08. Cadillac Escalade ESV: 151.1 days
Looking for big American luxury? The Cadillac Escalade is the long-standing template for the large, premium SUV segment. It gets even biglier in extended-wheelbase ESV form—and it’s that version that dealers have a harder time shifting.
SEE ALSO: 2018 Cadillac Escalade Review
The savings opportunities are two-fold for the Escalade: it’s one of the slowest models to move off the lots, and it’s on the verge of being replaced by an all-new generation in a matter of weeks. The ESV typically starts at $79,490, and Cadillac is currently offering $9,500 in cash allowances for it.
07. Nissan Armada: 151.2 days
Just eclipsing the equally enormous Cadillac by an average of 2.4 hours is the Nissan Armada. The V8-powered ship starts under $50,000, which isn’t a lot of scratch for something so vast.
SEE ALSO: 2020 Nissan Armada Review
The Armada originally debuted early this century, based on the same platform as the Titan pickup. For the current second-generation (starting in 2017), it now shares a platform with the Infiniti QX80.
06. Nissan Altima: 151.9 days
The Nissan Altima is a surprise on this list. Not only is it one of only two sedans—the second is up next—but it’s also the newest vehicle here. The current sixth-generation Altima showed up as a 2019 model.
The sedan brings sharper looks, a very clever, variable-compression turbocharged engine, and available all-wheel drive to the mid-size segment. Nissan’s CVT is the only transmission choice regardless of engine or drivetrain, however. We challenge you to not get comfortable in the optional Zero Gravity seats.
05. Chevrolet Impala: 153.1 days
The Chevrolet Impala is dead. The last of the Bow Tie’s full-size sedan rolled off the production line on February 27, 2020. GM ended the long-running name due to slow sales, so it shouldn’t be surprising that the Impala still languishes on lots.
The full-size sedan segment has been a niche for at least a generation by now. That said, it’s still a handsome—if conservative—car, and some people want that big, comfy ride that only these sorts of sedans can offer. If you’re that type, you could find a great deal here versus something like a Toyota Avalon.
04. Nissan Frontier: 158.3 days
The Nissan Frontier is a living fossil in the automotive world. It debuted before Bush Jr. took up his second term in office. If it were a person, it’d be very nearly old enough to drive.
On the flip side, that means that Nissan has had plenty of time to work out any kinks in the package. Things changed earlier this year when the Japanese automaker introduced a brand new engine and transmission combo for the Frontier. The 3.8-liter V6 and nine-speed auto will debut in next year’s all-new Frontier, but for now, you could snap up an old truck with a new heart.
03. Buick Encore: 170 days
For a long time, the little Buick Encore was the first step into the brand. Its diminutive dimensions make it a popular pick in the city, while available all-wheel drive broaden its appeal out of it.

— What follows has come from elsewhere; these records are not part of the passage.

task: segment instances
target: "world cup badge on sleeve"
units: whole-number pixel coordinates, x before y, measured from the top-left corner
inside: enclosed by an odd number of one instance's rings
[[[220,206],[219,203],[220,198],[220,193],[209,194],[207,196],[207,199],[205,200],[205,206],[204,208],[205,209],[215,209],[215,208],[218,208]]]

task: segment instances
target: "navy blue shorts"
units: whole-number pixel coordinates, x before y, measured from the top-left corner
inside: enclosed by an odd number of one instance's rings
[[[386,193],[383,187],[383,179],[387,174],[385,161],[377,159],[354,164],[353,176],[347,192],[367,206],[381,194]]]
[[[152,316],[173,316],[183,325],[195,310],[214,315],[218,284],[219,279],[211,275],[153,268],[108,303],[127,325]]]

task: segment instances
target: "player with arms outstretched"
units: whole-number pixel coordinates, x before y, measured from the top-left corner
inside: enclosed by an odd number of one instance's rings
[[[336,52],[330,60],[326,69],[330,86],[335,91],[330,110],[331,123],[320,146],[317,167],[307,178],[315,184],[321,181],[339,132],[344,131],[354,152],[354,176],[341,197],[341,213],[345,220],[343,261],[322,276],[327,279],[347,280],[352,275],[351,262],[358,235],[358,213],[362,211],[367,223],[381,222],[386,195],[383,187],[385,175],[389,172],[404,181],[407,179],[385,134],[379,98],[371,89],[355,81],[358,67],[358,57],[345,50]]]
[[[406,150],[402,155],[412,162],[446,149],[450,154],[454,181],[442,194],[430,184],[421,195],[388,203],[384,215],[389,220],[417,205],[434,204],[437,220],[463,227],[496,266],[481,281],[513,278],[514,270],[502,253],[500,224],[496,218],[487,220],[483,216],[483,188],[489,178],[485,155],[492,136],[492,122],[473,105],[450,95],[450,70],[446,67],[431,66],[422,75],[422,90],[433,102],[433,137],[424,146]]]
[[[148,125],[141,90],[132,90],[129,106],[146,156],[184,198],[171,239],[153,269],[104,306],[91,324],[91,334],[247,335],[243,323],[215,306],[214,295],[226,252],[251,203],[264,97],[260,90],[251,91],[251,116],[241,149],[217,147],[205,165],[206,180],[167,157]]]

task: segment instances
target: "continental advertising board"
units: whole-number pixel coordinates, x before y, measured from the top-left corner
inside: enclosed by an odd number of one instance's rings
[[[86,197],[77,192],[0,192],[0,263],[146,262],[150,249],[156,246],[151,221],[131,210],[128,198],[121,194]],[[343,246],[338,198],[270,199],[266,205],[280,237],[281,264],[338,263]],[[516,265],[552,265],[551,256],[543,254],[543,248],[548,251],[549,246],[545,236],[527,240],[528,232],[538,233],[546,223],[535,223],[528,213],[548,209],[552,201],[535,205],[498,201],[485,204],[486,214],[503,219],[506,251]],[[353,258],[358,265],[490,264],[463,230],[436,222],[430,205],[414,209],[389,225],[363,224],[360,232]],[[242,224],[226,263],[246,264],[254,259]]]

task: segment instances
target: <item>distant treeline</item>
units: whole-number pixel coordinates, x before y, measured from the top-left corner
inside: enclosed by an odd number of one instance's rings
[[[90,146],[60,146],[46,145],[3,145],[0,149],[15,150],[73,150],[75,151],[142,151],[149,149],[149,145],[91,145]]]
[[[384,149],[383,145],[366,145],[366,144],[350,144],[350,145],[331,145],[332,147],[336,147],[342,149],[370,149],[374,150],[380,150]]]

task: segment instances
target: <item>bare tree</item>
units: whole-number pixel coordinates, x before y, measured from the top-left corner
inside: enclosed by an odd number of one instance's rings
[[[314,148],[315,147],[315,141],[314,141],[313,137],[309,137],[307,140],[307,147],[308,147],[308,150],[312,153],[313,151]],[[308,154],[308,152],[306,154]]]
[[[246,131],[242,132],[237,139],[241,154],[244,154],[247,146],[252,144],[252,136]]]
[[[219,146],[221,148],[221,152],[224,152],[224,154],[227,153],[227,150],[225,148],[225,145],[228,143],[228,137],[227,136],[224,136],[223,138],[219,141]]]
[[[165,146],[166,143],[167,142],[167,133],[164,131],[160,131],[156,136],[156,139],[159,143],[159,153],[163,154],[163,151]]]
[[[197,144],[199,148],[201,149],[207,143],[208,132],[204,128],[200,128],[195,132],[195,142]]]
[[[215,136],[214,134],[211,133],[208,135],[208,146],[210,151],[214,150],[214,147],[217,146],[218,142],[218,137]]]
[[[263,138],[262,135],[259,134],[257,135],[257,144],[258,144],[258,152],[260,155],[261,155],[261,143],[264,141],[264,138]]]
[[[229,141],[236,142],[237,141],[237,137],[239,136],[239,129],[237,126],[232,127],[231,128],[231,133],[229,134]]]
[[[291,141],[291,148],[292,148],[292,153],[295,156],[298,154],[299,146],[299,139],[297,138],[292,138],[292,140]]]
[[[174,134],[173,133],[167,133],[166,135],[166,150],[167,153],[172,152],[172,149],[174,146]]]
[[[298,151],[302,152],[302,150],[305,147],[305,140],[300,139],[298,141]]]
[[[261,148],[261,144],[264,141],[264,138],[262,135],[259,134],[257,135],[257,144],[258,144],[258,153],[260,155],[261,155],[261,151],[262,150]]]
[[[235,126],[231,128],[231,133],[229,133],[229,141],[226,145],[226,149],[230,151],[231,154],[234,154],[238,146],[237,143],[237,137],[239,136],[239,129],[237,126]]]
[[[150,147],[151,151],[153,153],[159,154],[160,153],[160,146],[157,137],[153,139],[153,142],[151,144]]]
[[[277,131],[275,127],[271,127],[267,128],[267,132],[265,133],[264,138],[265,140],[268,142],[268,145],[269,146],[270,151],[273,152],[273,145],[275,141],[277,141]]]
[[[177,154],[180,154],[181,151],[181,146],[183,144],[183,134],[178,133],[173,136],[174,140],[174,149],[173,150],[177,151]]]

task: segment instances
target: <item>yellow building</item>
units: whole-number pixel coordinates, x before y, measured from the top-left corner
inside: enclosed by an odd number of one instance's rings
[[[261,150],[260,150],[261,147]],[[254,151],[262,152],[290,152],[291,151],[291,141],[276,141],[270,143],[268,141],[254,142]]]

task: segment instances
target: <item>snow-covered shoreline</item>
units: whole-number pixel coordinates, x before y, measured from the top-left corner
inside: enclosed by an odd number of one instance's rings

The Encore spends an average of 170 days waiting to find a home. With its bigger (but more affordable) Encore GX sibling debuting this year, we expect it to continue to be a slow-seller for the brand.
02. Mitsubishi Eclipse Cross: 187.7 days
Mitsubishi revived the Eclipse name for its compact crossover two years ago. It slots into an already crossover-heavy lineup, becoming more of a Nissan Rogue Sport competitor than anything else.

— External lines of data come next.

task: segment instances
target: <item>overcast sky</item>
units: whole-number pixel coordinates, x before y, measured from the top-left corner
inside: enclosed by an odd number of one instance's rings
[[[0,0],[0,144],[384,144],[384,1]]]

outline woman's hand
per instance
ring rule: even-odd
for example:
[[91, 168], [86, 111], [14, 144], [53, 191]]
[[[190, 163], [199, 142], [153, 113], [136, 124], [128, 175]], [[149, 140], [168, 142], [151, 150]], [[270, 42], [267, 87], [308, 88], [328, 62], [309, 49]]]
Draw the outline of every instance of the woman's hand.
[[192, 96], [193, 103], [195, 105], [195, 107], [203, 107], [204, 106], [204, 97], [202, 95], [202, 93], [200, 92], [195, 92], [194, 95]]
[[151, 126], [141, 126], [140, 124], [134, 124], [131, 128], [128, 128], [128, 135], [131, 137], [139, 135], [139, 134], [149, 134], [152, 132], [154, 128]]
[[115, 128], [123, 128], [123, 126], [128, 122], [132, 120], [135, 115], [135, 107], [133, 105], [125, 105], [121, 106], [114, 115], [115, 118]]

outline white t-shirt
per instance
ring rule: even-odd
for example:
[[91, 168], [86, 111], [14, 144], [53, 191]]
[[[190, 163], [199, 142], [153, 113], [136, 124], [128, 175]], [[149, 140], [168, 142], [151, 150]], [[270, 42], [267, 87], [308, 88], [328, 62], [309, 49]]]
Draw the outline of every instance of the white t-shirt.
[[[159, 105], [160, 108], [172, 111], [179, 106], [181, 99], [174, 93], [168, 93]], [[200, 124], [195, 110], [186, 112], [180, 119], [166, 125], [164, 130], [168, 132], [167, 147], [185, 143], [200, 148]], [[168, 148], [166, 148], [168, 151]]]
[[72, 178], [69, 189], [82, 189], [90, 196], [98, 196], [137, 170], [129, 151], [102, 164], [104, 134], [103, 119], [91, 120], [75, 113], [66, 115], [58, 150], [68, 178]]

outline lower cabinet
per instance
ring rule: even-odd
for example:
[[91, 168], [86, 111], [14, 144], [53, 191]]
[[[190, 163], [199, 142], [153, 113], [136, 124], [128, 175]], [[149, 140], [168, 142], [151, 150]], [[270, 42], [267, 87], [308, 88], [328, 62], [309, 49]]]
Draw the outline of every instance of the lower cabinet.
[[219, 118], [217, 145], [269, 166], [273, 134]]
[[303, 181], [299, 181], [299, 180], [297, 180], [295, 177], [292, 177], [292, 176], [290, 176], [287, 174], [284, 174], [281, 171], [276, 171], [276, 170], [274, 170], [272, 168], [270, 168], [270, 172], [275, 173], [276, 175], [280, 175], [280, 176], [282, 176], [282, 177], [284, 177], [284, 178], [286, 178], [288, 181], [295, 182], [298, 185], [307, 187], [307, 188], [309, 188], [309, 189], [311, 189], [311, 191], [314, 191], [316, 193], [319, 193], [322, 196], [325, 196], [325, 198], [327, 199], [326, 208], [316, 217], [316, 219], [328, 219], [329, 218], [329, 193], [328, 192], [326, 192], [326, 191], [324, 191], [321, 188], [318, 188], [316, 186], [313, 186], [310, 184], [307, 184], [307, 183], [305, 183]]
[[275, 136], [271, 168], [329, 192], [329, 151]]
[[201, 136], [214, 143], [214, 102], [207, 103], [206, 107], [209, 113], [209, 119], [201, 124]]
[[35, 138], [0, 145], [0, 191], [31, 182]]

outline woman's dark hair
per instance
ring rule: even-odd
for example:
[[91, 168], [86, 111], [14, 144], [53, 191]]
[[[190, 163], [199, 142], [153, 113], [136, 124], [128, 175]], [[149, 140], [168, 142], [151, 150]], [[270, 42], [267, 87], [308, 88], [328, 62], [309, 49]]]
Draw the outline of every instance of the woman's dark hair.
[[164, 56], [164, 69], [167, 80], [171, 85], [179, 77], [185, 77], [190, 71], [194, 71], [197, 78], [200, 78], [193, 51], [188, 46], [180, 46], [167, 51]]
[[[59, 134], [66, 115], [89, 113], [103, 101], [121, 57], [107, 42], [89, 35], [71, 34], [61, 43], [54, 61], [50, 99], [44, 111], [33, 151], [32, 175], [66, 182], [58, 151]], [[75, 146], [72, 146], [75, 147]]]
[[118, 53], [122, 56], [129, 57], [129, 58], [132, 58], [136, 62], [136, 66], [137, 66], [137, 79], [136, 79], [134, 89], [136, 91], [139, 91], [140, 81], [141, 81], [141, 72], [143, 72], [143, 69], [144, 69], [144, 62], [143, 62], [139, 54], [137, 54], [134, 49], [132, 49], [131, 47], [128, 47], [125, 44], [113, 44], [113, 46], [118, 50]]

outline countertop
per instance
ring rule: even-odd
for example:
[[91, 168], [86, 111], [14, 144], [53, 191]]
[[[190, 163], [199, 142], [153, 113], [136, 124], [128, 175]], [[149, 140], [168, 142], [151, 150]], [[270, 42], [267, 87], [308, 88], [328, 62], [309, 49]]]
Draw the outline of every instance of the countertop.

The Eclipse Cross sits on dealer lots for just over half a year, on average. One of our biggest criticisms of the car when new was its comparatively high price tag; use its slow-selling status to chip away at that sticker.

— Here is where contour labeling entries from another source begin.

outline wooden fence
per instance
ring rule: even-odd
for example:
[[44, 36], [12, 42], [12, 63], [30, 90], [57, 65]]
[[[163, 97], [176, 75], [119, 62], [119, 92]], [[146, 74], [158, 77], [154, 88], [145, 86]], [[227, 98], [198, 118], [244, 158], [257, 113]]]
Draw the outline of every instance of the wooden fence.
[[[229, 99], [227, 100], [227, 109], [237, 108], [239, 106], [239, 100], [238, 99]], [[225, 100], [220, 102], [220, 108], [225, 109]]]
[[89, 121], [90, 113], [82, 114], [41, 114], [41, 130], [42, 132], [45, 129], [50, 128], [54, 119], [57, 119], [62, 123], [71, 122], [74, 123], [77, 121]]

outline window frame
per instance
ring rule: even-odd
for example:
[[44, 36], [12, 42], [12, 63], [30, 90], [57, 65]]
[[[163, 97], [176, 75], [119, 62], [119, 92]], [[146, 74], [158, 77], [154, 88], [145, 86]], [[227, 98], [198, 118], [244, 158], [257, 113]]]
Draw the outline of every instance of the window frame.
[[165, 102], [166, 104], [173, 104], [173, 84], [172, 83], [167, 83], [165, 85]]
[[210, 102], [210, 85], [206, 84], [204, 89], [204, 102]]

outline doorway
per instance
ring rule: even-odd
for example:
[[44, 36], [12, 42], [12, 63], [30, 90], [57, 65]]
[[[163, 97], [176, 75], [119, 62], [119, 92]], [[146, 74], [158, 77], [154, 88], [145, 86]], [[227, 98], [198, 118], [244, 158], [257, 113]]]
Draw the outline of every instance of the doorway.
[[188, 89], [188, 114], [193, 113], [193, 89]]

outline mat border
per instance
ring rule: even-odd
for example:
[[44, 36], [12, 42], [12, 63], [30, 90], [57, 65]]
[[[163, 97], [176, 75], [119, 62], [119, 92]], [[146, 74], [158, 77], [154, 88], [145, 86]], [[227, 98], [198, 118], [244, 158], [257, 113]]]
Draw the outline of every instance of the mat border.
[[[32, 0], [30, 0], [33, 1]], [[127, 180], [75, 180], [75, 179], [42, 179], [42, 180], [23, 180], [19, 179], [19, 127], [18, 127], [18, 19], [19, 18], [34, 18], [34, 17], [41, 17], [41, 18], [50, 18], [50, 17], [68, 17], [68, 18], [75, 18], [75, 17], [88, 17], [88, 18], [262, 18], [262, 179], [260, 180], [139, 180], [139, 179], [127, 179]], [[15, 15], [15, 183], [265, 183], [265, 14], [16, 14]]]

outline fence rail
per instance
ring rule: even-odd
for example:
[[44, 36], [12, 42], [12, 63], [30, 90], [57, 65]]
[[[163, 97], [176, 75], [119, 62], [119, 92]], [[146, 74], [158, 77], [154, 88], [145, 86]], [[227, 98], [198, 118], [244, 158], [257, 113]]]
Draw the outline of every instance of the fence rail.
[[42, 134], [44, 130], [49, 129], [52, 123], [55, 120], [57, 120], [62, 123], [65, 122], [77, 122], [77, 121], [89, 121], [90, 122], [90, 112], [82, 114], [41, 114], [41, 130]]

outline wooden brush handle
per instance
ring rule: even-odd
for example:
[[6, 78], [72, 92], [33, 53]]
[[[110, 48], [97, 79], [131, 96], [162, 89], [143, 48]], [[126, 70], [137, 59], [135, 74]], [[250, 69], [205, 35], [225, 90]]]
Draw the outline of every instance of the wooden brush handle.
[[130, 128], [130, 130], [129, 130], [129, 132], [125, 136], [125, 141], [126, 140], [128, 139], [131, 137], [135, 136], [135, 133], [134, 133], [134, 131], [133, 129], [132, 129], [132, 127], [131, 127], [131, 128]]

01. Mitsubishi Outlander: 197.7 days
Mitsubishi locks up the top two positions in this list. The aging Outlander requires an additional 10 days over its Eclipse Cross sibling to shift. That’s the longest in the industry, and over 100 days more than the average.
Like others on this list, the Outlander is soon heading for replacement. Mitsubishi recently outlined its plans for updating nearly the entire lineup, and the crowning change will be the next-gen Outlander, which it calls “the quietest and best-equipped Mitsubishi ever sold in the US.”